José Mourinho no dudó en alinear a Enzo Barrenechea y Richard Ríos en el doble pivote, complementado por Lukébakio en la banda derecha. Este último ha estado en una racha impresionante, anotando un doblete con la selección belga en su reciente parón, lo que lo ha llevado a ser una pieza clave en el ataque del Benfica.
Como es habitual, el Benfica dominó el encuentro, pero solo comenzó a crear verdadero peligro cerca del final de la primera parte, gracias a un par de oportunidades generadas por Pavlidis. Sin embargo, una vez más, el gol se les negó en el último instante por una buena intervención de Sequeira.
Tras el descanso, el Benfica perdió un poco de ímpetu.
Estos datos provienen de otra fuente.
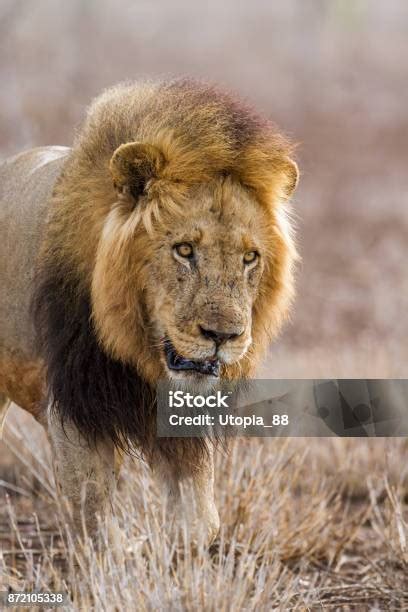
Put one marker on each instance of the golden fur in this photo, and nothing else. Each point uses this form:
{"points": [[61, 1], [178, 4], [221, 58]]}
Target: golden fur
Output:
{"points": [[192, 151]]}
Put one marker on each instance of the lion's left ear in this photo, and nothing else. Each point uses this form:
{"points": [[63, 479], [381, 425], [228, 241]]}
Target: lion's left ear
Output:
{"points": [[133, 164], [291, 172]]}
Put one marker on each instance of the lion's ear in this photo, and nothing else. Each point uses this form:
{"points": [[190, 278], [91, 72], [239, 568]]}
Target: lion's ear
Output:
{"points": [[291, 172], [133, 164]]}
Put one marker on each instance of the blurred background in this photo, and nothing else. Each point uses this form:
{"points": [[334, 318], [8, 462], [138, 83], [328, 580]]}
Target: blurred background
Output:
{"points": [[332, 75]]}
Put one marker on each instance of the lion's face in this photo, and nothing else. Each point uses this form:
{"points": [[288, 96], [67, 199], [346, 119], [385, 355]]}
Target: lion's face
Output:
{"points": [[190, 281], [207, 266]]}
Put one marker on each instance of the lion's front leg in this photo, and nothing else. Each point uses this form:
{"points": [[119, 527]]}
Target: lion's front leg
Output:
{"points": [[85, 474], [189, 490]]}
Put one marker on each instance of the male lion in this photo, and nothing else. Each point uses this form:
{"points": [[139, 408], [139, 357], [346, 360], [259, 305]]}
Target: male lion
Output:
{"points": [[156, 247]]}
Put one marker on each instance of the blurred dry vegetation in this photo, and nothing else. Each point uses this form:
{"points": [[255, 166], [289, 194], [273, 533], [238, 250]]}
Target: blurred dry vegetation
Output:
{"points": [[309, 523]]}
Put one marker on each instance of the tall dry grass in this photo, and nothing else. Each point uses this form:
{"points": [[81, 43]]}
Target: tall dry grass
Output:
{"points": [[306, 524]]}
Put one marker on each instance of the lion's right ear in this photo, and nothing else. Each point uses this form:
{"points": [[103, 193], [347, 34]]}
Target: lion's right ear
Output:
{"points": [[133, 164]]}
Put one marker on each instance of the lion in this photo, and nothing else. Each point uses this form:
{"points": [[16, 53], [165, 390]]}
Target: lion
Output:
{"points": [[158, 247]]}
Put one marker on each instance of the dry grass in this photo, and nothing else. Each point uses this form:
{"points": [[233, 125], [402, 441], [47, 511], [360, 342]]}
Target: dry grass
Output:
{"points": [[306, 524]]}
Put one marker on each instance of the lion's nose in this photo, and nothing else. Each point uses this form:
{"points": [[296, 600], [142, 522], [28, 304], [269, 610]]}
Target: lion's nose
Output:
{"points": [[219, 336]]}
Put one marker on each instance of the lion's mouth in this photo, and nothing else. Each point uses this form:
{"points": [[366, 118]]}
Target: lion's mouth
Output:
{"points": [[208, 367]]}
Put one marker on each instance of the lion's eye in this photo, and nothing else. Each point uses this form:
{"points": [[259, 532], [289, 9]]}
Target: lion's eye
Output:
{"points": [[250, 257], [184, 250]]}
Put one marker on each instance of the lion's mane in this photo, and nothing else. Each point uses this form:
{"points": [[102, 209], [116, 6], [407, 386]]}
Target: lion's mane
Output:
{"points": [[203, 133]]}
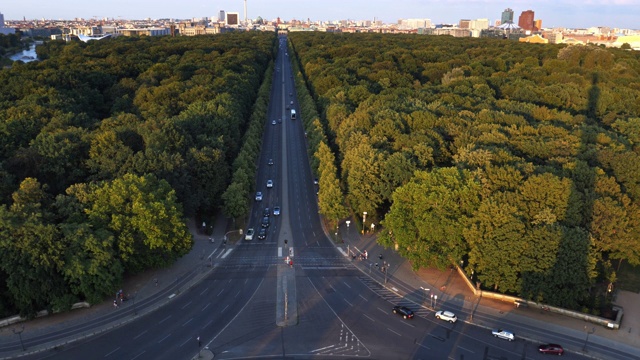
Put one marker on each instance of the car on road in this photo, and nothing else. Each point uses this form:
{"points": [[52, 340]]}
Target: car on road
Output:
{"points": [[503, 334], [446, 316], [403, 311], [553, 349]]}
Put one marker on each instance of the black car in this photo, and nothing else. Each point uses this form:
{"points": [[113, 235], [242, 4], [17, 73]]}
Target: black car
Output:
{"points": [[403, 311]]}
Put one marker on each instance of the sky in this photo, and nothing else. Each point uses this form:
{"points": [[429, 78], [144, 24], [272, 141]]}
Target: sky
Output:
{"points": [[553, 13]]}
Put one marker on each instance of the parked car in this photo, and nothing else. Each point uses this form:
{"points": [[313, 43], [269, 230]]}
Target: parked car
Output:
{"points": [[249, 235], [446, 316], [554, 349], [503, 334], [403, 311]]}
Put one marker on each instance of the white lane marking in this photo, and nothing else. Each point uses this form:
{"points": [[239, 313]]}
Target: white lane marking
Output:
{"points": [[394, 332], [142, 333], [114, 350], [164, 338], [137, 356]]}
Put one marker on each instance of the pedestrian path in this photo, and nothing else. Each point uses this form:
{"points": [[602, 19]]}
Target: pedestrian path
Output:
{"points": [[449, 290]]}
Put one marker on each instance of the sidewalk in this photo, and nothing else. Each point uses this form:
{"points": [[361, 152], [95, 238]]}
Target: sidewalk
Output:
{"points": [[152, 287], [453, 294]]}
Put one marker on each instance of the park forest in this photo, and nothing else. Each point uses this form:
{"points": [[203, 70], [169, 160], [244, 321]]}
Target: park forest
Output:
{"points": [[518, 162]]}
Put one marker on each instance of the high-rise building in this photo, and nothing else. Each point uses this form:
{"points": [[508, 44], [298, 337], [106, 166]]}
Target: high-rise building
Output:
{"points": [[507, 16], [526, 20]]}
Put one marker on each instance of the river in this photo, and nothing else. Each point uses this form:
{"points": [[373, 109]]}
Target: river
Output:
{"points": [[26, 55]]}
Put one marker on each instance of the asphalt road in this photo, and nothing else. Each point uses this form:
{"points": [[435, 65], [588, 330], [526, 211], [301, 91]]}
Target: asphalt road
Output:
{"points": [[335, 309]]}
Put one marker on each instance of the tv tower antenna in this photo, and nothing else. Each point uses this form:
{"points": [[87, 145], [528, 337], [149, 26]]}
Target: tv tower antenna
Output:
{"points": [[245, 12]]}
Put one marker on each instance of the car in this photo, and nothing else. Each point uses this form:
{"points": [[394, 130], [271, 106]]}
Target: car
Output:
{"points": [[503, 334], [554, 349], [446, 316], [249, 235], [403, 311]]}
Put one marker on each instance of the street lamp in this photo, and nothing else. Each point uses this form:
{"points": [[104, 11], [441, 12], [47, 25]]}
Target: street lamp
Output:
{"points": [[19, 333], [364, 219]]}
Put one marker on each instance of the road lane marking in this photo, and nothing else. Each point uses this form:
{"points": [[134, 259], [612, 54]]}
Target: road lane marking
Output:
{"points": [[142, 333], [116, 349], [394, 332], [137, 356]]}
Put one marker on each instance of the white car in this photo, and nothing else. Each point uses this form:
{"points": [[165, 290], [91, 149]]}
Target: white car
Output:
{"points": [[503, 334], [446, 316]]}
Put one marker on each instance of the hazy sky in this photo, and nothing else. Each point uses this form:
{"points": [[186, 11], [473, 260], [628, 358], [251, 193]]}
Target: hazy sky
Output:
{"points": [[553, 13]]}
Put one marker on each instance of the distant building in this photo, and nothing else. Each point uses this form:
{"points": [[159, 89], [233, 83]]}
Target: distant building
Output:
{"points": [[233, 19], [526, 20], [507, 16], [5, 30]]}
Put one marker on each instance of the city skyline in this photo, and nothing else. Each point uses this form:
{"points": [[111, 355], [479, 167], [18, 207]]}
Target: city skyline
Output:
{"points": [[562, 13]]}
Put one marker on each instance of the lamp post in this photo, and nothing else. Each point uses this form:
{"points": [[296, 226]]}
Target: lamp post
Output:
{"points": [[19, 333], [364, 219]]}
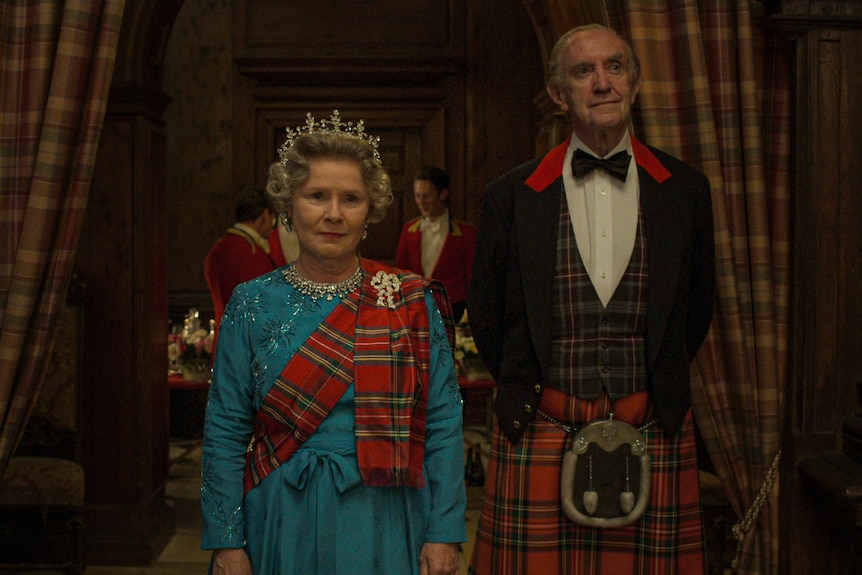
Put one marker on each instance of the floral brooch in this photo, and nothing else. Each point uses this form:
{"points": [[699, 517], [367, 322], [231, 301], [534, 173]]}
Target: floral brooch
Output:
{"points": [[387, 286]]}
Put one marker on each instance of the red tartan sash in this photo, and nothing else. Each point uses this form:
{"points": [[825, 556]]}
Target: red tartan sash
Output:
{"points": [[385, 353]]}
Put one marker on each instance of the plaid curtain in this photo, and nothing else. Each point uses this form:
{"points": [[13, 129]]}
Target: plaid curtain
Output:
{"points": [[716, 94], [56, 63]]}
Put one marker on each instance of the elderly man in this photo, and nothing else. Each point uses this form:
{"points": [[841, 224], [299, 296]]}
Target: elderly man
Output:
{"points": [[592, 290]]}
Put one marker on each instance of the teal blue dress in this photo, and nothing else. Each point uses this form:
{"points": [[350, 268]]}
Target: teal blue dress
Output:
{"points": [[313, 515]]}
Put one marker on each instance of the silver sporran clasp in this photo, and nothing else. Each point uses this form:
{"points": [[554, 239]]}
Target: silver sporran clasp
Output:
{"points": [[605, 479]]}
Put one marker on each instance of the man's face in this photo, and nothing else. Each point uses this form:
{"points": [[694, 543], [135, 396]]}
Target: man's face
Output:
{"points": [[428, 199], [597, 89]]}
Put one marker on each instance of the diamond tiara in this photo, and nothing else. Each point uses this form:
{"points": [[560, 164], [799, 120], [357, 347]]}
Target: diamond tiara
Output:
{"points": [[333, 125]]}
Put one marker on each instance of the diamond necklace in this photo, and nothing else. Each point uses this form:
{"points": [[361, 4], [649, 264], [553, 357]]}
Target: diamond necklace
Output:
{"points": [[317, 290]]}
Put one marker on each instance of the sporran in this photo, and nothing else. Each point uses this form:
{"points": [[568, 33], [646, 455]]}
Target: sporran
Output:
{"points": [[605, 480]]}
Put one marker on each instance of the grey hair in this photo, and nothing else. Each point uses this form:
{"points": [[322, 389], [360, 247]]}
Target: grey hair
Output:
{"points": [[556, 73], [285, 178]]}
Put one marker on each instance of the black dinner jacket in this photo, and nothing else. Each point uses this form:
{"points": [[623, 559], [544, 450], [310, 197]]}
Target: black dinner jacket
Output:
{"points": [[511, 292]]}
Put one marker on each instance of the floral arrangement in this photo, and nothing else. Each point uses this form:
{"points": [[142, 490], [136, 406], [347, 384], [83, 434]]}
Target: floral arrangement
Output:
{"points": [[467, 358], [387, 286], [192, 346], [190, 351]]}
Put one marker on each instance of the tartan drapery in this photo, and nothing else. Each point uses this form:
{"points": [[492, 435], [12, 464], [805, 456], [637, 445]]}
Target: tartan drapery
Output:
{"points": [[716, 94], [56, 64]]}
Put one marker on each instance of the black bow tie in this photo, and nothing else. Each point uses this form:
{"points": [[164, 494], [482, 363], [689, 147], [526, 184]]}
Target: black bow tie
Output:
{"points": [[617, 165]]}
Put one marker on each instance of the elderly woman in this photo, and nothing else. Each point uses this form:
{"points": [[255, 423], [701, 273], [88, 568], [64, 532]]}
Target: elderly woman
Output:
{"points": [[332, 441]]}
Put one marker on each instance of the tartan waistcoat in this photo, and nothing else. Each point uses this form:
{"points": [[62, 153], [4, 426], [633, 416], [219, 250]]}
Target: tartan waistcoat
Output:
{"points": [[596, 348]]}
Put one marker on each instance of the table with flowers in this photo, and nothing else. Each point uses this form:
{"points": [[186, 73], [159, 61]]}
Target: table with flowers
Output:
{"points": [[189, 369]]}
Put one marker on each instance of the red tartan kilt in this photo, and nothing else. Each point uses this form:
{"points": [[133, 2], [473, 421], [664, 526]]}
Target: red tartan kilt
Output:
{"points": [[523, 530]]}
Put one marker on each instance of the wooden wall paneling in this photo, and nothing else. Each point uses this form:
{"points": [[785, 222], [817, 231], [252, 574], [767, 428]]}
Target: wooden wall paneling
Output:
{"points": [[327, 29], [125, 406], [820, 485]]}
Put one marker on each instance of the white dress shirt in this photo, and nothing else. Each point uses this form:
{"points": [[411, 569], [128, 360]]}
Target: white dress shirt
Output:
{"points": [[604, 214], [252, 233], [433, 237]]}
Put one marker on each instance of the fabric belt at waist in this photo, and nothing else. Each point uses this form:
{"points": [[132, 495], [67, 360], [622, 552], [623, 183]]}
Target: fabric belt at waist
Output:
{"points": [[635, 409]]}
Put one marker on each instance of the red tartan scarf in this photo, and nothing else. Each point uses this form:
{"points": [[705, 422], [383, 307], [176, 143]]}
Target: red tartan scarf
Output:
{"points": [[385, 353]]}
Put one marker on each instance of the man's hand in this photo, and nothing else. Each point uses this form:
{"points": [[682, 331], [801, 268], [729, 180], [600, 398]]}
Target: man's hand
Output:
{"points": [[439, 559], [231, 562]]}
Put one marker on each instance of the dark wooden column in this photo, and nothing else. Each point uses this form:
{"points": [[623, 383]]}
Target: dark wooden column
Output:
{"points": [[820, 486], [125, 408]]}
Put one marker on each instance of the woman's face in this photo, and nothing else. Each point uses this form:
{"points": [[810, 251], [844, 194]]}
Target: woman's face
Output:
{"points": [[329, 212]]}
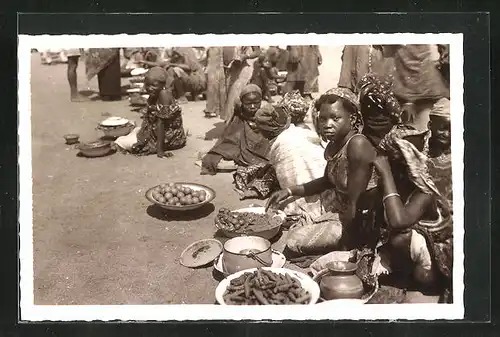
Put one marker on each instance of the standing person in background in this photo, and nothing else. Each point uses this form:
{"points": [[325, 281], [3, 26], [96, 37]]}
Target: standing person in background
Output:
{"points": [[216, 83], [357, 61], [313, 60], [439, 162], [239, 61], [73, 59], [105, 63], [186, 74], [418, 84], [302, 69]]}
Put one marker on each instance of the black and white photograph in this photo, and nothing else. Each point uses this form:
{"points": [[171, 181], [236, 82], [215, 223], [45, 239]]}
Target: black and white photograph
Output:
{"points": [[189, 177]]}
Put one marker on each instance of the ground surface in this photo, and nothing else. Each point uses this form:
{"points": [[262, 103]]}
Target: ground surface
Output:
{"points": [[97, 240]]}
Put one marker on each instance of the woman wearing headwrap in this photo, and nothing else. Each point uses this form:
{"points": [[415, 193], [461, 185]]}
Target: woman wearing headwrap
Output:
{"points": [[420, 237], [296, 154], [259, 180], [239, 63], [295, 106], [348, 174], [380, 108], [240, 141], [357, 61], [162, 127], [440, 148], [186, 74]]}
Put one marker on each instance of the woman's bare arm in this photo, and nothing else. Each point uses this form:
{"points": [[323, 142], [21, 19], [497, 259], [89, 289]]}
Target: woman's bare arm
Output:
{"points": [[313, 187], [360, 156], [401, 216]]}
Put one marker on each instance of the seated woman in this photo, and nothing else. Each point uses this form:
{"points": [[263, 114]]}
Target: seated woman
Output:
{"points": [[185, 73], [240, 142], [380, 108], [420, 229], [162, 127], [440, 149], [348, 174], [295, 155]]}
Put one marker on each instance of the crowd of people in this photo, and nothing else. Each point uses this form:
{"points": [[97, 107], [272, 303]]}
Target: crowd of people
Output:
{"points": [[374, 170]]}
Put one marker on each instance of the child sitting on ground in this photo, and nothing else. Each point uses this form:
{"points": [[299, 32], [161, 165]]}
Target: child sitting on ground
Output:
{"points": [[162, 127]]}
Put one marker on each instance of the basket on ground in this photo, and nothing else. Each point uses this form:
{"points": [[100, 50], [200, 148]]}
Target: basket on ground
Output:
{"points": [[175, 196]]}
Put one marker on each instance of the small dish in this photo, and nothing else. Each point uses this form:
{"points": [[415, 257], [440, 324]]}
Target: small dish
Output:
{"points": [[200, 253], [279, 261], [114, 121], [71, 138], [97, 148]]}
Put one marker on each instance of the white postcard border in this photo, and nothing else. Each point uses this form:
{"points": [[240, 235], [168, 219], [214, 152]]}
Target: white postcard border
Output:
{"points": [[32, 312]]}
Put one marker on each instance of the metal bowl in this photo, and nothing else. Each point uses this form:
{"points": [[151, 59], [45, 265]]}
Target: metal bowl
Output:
{"points": [[118, 131], [265, 234], [71, 138], [97, 148], [305, 281], [196, 187]]}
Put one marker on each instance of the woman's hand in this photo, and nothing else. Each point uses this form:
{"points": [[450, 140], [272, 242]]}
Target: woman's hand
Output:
{"points": [[164, 154], [276, 198], [382, 164]]}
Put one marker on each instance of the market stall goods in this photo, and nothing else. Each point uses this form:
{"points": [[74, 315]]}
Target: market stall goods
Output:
{"points": [[246, 222], [264, 287], [178, 195]]}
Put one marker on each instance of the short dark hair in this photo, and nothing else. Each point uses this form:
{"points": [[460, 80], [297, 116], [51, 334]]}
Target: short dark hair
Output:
{"points": [[332, 99]]}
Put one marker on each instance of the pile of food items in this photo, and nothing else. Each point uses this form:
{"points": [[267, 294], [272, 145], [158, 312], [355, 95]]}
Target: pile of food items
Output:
{"points": [[178, 195], [246, 222], [263, 287]]}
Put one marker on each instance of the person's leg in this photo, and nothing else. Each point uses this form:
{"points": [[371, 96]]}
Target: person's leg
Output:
{"points": [[178, 84], [109, 80], [72, 79], [289, 87]]}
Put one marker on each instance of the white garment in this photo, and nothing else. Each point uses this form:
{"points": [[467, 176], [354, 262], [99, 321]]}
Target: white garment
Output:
{"points": [[298, 158], [126, 142]]}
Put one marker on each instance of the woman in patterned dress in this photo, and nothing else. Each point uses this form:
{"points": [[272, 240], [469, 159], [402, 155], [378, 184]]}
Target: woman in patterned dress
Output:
{"points": [[419, 244], [440, 149], [162, 127]]}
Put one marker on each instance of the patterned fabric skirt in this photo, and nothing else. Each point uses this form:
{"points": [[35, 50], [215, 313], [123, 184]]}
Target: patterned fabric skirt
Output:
{"points": [[256, 181], [175, 137]]}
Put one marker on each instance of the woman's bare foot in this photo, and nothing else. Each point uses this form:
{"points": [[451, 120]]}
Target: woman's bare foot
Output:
{"points": [[79, 98]]}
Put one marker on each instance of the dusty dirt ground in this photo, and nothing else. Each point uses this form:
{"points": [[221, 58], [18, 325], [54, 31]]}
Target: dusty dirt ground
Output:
{"points": [[97, 240]]}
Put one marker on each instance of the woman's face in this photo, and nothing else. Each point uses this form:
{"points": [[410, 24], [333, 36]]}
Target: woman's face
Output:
{"points": [[250, 103], [334, 121], [440, 131], [153, 87]]}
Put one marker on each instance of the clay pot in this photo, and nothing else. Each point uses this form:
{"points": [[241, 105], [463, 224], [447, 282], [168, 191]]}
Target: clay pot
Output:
{"points": [[339, 281]]}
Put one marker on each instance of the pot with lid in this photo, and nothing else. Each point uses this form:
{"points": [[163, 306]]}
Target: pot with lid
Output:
{"points": [[246, 252], [339, 281]]}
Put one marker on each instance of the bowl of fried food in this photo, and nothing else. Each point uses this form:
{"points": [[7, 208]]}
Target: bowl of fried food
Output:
{"points": [[98, 148], [267, 286], [180, 196], [251, 221]]}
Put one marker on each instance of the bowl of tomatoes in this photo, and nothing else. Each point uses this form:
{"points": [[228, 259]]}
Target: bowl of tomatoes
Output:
{"points": [[180, 196]]}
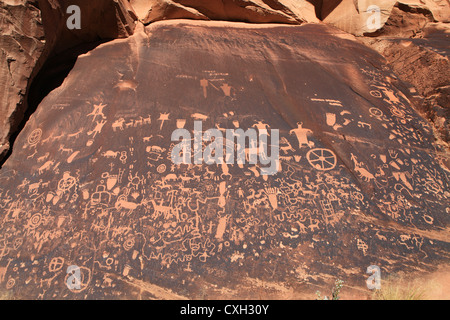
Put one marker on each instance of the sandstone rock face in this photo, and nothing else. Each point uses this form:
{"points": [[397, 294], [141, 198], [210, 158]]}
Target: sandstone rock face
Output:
{"points": [[91, 183], [101, 19], [257, 11], [21, 43], [417, 48], [358, 18]]}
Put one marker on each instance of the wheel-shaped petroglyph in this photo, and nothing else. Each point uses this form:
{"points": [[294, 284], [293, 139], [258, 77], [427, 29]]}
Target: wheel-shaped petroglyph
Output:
{"points": [[322, 159]]}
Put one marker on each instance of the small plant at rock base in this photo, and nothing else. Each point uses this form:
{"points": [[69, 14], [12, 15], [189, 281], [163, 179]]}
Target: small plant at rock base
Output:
{"points": [[334, 292], [337, 289]]}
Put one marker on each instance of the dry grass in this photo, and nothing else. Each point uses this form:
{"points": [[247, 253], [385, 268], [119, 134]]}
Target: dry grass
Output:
{"points": [[398, 287]]}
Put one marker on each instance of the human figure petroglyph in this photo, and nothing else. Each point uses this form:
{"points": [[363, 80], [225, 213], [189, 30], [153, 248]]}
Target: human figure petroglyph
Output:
{"points": [[302, 135], [110, 154], [46, 166], [43, 158], [98, 128], [98, 111], [163, 118], [75, 135]]}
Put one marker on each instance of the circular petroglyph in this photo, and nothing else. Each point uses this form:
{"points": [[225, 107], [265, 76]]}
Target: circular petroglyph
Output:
{"points": [[322, 159]]}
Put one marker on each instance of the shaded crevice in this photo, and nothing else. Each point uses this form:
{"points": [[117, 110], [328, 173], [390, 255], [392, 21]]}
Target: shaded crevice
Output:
{"points": [[48, 77]]}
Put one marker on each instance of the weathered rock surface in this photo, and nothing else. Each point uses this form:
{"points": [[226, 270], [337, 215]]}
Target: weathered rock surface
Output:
{"points": [[417, 48], [100, 20], [21, 43], [90, 182]]}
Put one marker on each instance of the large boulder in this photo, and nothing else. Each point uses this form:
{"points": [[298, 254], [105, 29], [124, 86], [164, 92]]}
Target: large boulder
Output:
{"points": [[91, 186], [255, 11]]}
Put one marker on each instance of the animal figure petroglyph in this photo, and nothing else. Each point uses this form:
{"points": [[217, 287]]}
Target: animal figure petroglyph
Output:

No fue hasta el minuto 68 cuando Mourinho introdujo a Prestianni, quien rápidamente se convirtió en el asistente del primer gol del partido. Su centro fue magistralmente descargado por Schjelderup, permitiendo que Richard Ríos anotara y celebrara su cuarto gol en tres partidos, lo que subraya su creciente influencia en el equipo.
A pesar de la aparente ventaja, el encuentro tomó un giro inesperado cuando Casa Pía, en una de sus escasas ocasiones, logró igualar mediante un gol de Rafael Brito, que llegó cuando apenas quedaban diez minutos de juego. Este gol revivió las esperanzas del equipo rival y dejó al Benfica sintiendo el peso de una oportunidad perdida.
Mourinho no dudó en lanzar a dos atacantes adicionales, Ivanovic y Anísio Cabral, en busca de la victoria. Anísio, quien ya había sido decisivo en otros encuentros, tuvo en sus manos la posibilidad de obtener el triunfo. Su remate, sin embargo, se fue desviado, lo cual dejó a las ‘águilas’ conscientes de que habían dejado escapar una ocasión crucial para acercarse a la lucha por el título, situándose ahora a siete puntos del líder Oporto.
Este escenario, donde el Benfica se ve obligado a revaluar su camino hacia el campeonato, destaca no solo su resistencia, sino también la necesidad de mayor contundencia en momentos críticos a lo largo de la temporada. La espera ahora recae en el próximo encuentro, donde deberán presentarse con fuerza para no dejar escapar más oportunidades.